A Closer Look at Key Characters, Objects and Places


The most important symbol in The Scroll of Remembrance series is the character of Rohka, who represents the Spirit. An important theme in the books is Rom’s relationship with Rohka. Rom’s interactions with Rohka at the beginning of the story are very different than their interactions later on. This change is intended to show how a Christian’s experience of the Spirit grows and develops on his or her spiritual journey. There are times in the story where Rohka’s communication seems unclear, or it looks as if Rohka has abandoned Rom, or Rohka doesn’t appear to do enough to intervene and help in difficult situations. Remembering that the story is told from Rom’s point of view helps remind the reader that we are often confused about God’s communication with us. On our journeys sometimes it feels as if the Spirit comes and goes in the midst of our troubles, and we often wonder why God doesn’t do more to help. Also, the implications of how Rom’s sins affect his interactions with Rohka are intentionally not spelled out. There is much about Rohka that takes time to understand, especially early on.

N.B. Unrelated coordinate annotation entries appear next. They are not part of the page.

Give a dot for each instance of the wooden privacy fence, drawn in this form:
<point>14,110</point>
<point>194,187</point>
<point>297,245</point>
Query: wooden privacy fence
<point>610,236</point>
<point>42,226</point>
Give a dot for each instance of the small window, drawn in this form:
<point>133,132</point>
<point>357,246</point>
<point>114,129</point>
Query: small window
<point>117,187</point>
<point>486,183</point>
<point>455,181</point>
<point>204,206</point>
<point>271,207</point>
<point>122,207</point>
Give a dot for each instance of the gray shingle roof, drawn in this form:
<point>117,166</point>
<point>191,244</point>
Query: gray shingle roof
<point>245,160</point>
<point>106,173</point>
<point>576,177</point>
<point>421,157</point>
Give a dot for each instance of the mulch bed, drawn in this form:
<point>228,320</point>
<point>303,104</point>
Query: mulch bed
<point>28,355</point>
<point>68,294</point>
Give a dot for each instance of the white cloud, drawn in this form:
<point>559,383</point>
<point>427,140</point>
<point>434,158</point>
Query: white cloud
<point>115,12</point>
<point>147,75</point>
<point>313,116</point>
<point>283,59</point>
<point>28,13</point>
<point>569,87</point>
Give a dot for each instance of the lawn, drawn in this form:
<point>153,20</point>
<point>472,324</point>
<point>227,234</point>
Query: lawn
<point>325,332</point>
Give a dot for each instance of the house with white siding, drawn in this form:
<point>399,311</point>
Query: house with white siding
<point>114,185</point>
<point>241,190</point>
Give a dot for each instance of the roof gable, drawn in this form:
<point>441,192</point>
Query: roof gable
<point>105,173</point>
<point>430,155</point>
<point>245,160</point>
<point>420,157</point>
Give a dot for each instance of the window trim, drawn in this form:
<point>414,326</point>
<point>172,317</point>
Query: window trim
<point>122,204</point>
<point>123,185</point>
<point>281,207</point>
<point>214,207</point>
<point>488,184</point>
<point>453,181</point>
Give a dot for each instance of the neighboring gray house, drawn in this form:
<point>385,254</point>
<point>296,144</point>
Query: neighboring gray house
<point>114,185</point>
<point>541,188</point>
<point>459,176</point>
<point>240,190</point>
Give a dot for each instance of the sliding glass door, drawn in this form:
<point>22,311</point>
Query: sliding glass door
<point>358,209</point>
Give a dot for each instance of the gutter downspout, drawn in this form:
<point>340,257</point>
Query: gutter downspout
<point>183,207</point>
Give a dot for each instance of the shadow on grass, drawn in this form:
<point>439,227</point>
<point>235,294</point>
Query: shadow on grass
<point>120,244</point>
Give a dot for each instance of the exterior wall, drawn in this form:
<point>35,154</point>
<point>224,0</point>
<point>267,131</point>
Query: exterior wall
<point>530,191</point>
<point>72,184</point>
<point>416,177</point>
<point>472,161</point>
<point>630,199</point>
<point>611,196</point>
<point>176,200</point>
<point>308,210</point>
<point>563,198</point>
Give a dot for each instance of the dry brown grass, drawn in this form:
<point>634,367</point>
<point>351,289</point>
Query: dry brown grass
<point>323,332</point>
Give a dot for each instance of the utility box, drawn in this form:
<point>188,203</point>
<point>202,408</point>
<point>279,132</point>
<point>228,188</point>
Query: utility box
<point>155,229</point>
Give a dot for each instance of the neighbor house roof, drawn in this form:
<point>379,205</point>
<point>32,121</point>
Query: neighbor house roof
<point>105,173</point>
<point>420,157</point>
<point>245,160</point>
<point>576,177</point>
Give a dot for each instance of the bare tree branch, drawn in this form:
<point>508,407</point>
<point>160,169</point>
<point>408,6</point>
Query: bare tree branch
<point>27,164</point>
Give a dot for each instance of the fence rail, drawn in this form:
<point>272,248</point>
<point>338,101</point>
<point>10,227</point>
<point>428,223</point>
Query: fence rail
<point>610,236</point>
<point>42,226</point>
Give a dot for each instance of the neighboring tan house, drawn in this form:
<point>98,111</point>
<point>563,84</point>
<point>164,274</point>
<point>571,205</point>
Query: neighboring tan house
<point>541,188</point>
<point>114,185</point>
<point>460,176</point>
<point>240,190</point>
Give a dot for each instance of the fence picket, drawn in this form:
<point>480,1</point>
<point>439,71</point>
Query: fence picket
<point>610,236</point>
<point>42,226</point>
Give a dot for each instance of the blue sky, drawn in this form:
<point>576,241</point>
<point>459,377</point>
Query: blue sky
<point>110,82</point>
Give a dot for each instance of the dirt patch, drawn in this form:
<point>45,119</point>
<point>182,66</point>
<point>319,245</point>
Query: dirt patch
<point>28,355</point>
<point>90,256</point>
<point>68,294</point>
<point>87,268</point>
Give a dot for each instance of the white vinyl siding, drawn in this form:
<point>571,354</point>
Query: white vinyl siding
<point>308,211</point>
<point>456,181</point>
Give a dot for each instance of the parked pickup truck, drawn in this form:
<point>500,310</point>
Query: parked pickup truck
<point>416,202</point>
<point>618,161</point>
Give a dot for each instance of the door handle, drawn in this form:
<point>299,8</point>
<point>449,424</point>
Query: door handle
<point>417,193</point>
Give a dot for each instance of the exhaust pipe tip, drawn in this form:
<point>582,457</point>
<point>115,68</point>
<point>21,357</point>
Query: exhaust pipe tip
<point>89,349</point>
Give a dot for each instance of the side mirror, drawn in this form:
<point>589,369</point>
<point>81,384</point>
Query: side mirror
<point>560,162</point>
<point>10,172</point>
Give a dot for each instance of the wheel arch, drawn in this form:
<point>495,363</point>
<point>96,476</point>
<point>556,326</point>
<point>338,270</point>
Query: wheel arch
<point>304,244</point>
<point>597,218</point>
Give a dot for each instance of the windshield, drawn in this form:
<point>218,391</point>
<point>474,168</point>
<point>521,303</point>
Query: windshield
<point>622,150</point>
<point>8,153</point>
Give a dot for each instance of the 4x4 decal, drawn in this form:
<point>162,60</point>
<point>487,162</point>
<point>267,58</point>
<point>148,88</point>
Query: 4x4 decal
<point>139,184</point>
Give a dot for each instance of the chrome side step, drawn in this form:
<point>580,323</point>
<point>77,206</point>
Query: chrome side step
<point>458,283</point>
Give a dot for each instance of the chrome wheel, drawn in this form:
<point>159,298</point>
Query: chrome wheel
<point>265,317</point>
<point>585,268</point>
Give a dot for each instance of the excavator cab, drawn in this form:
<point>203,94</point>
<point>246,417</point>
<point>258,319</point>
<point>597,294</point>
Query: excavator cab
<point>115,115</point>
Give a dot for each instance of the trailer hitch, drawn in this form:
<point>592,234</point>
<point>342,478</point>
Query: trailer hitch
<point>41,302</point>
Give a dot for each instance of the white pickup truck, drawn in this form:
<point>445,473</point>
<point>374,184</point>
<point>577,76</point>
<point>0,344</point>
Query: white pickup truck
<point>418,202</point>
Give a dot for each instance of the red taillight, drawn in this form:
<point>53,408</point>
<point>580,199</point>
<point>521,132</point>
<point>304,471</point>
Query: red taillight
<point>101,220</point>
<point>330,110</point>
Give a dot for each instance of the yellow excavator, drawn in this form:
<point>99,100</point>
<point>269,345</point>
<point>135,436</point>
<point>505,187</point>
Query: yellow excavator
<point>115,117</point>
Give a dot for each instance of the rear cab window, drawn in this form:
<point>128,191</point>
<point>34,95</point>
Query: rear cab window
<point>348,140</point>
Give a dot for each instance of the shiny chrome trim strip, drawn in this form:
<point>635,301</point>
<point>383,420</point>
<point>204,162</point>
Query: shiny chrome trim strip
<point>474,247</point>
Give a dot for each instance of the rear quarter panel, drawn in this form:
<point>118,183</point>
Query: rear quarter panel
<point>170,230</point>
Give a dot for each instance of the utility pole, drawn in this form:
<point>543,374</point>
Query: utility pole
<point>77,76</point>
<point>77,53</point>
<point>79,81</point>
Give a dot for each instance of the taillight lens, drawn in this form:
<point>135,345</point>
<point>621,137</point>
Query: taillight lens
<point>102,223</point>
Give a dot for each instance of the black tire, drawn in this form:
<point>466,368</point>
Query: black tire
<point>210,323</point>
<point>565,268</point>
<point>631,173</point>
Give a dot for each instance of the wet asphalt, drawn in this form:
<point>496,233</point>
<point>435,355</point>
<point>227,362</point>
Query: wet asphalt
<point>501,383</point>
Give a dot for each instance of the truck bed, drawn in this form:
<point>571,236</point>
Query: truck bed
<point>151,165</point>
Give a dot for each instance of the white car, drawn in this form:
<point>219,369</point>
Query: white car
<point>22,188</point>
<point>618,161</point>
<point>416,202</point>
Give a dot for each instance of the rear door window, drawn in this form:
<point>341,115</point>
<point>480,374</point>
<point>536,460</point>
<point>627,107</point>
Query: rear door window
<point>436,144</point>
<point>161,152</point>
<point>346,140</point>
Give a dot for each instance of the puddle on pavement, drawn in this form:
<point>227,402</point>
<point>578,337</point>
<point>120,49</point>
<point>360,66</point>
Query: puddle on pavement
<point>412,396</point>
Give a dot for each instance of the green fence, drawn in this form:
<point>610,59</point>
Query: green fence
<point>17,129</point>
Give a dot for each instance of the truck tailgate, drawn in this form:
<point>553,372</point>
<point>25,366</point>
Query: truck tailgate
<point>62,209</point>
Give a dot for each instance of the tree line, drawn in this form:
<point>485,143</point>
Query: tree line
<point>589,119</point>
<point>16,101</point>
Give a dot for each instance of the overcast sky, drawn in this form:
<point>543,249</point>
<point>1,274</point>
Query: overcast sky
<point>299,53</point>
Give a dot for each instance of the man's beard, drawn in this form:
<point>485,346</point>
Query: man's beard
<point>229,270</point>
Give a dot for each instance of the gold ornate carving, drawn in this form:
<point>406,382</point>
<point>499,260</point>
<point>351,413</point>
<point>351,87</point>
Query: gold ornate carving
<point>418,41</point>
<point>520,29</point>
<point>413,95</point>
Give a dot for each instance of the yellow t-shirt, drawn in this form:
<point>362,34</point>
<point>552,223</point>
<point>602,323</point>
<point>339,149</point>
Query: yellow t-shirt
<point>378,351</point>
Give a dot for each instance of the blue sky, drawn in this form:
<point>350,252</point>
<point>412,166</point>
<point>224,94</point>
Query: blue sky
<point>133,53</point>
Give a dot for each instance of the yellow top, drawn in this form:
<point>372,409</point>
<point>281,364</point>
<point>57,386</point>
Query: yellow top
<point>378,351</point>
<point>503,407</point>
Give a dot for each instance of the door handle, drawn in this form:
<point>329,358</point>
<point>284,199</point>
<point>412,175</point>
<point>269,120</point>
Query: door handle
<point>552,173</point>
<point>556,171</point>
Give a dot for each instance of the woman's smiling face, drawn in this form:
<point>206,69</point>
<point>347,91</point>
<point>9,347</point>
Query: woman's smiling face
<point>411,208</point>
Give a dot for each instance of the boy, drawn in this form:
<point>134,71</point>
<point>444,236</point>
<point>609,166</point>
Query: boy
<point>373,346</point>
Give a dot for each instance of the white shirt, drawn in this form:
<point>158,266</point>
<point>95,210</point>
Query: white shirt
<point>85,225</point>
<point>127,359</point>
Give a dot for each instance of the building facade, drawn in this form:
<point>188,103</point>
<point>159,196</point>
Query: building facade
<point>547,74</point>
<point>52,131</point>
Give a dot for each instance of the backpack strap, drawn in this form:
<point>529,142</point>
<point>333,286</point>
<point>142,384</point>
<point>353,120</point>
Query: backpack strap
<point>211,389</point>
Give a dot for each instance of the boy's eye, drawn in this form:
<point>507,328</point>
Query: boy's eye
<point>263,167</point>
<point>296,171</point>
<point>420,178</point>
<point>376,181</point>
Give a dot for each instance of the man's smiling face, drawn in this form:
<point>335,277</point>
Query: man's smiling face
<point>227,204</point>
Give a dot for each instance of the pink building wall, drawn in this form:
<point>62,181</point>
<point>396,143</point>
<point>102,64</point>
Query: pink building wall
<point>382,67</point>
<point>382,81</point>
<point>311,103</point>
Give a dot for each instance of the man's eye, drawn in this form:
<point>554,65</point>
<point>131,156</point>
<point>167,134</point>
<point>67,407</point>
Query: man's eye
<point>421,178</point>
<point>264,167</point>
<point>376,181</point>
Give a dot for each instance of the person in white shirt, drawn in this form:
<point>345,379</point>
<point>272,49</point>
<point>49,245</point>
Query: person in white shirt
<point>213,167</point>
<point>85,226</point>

The Spirit also takes the form of other animals in the story. Some characters have different animals (like Ataymah’s dog) and some don’t have animals at all to show that in many ways each person interacts with the Holy Spirit differently. It is always the same Spirit. In the story all the animals interact with one another in unity because they all represent the same Spirit. There are also counterfeit examples, such as the goat and the man in the caves, which show how Satan’s kingdom often mimics God’s kingdom but without the same power or love.

Jesus is also present in the story, but in ways that reflect the reality that our primary interaction with Jesus today is through his Spirit. The Spirit makes present in our lives the work that Jesus accomplishes. So it is Jesus’ voice that awakens Rom; in Rom’s vision of home the river of life flows from Jesus’ cross (the pole in Galatians 3); and it is Jesus’ blood on the breastplate that rescues Rom from the demonic witch in Cindropolis.

The Armor and the Shadom

There are many pieces of armor, which come from Ephesians 6, that Rom collects on his journey. These include the shield of faith, the helmet of salvation and the breastplate of righteousness. In reality, Christians have access to all of the pieces of spiritual armor from the beginning of their spiritual journeys. However, Rom receives them at various stages to highlight the idea that even though Christians have full access to spiritual armor, we learn to put on different pieces of armor at different times. The fact that not every character has armor-based manifestations of these spiritual realities highlights the truth that Bible’s has different imagery of spiritual armor (e.g. Ephesians 6 is different than 1 Thessalonians 5), as well as the truth that it is not always possible to perceive when and how others are wearing their spiritual armor.

The Shadom, along with Rom’s scroll, represents the Bible (Ephesians 6:17). Rom absorbing the Shadom into his arm is an allusion to memorizing God’s word and hiding it in his heart (Psalm 119:11). The Shadom can take different shapes because that makes for a good story, but it does highlight the diversity of biblical genres, as well as the infinite situations for which the Bible is useful.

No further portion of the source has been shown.